The authors evaluate various MLLMs on the AVEP benchmark, focusing on verb prediction and noun and action components. Results show that the proposed CoE-GRPO method achieves the highest performance across all tested metrics compared to existing models. CoE-GRPO demonstrates superior accuracy in verb prediction and overall event component prediction. The proposed method shows significant improvements in precision, recall, and F1-score for both nouns and actions. CoE-GRPO outperforms both the CoE-SFT approach and various open-source and commercial baseline models.
The authors compare their proposed method against existing models on the FutureBench and AVEP benchmarks. The results demonstrate that the proposed approach achieves superior performance across all evaluated metrics, including average accuracy and specific event components. The proposed method outperforms both VideoChat-R1 and Video-R1 on all measured categories. Results show significant improvements in verb prediction and action-related F1 scores compared to the baseline models. The proposed approach achieves the highest overall average score on the FutureBench benchmark.
The authors evaluate various MLLMs on the FutureBench benchmark for video event prediction. Results show that the proposed CoE-GRPO method consistently achieves the highest overall performance across different model scales compared to vanilla models and other training methods. CoE-GRPO outperforms both vanilla models and CoE-SFT across most prediction types and the overall average. The CoE-GRPO method demonstrates superior performance on both the 3B and 7B versions of the Qwen2.5-VL model. The proposed training approach shows significant improvements in prediction accuracy over standard instruction tuning and vanilla reinforcement learning methods.
The authors compare different training methods using a judge-based evaluation to assess the reasoning quality and accuracy of model predictions. The results show that methods incorporating the CoE paradigm significantly outperform standard instruction tuning and reinforcement learning baselines. CoE-SFT achieves the highest win rate among all evaluated methods. CoE-GRPO demonstrates a substantial improvement in win rate compared to vanilla GRPO and SFT. The CoE-based approaches show a clear advantage over the Instruct baseline in terms of reasoning performance.

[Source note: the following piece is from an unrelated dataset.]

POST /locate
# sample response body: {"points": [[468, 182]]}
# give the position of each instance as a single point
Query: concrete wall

The authors evaluate different fine-tuning and reasoning strategies to improve the visual attention of MLLMs during video event prediction. Results show that the proposed CoE methods significantly outperform standard SFT, CoT, and GRPO approaches in both reasoning win rate and attention improvement. CoE-SFT achieves the highest win rate and the most substantial increase in visual token attention. CoE-GRPO also demonstrates superior performance compared to vanilla GRPO and SFT methods. Standard SFT actually results in a decrease in visual attention, whereas the CoE paradigm effectively enhances it.
The authors evaluate the CoE-GRPO method against various baseline models and training strategies using the AVEP and FutureBench benchmarks to assess video event prediction and reasoning quality. The results demonstrate that the CoE paradigm significantly improves accuracy in predicting event components such as nouns and verbs while enhancing visual attention compared to standard instruction tuning. Ultimately, the proposed approach consistently outperforms existing open-source and commercial models across different scales, showing superior reasoning capabilities and better alignment with visual information.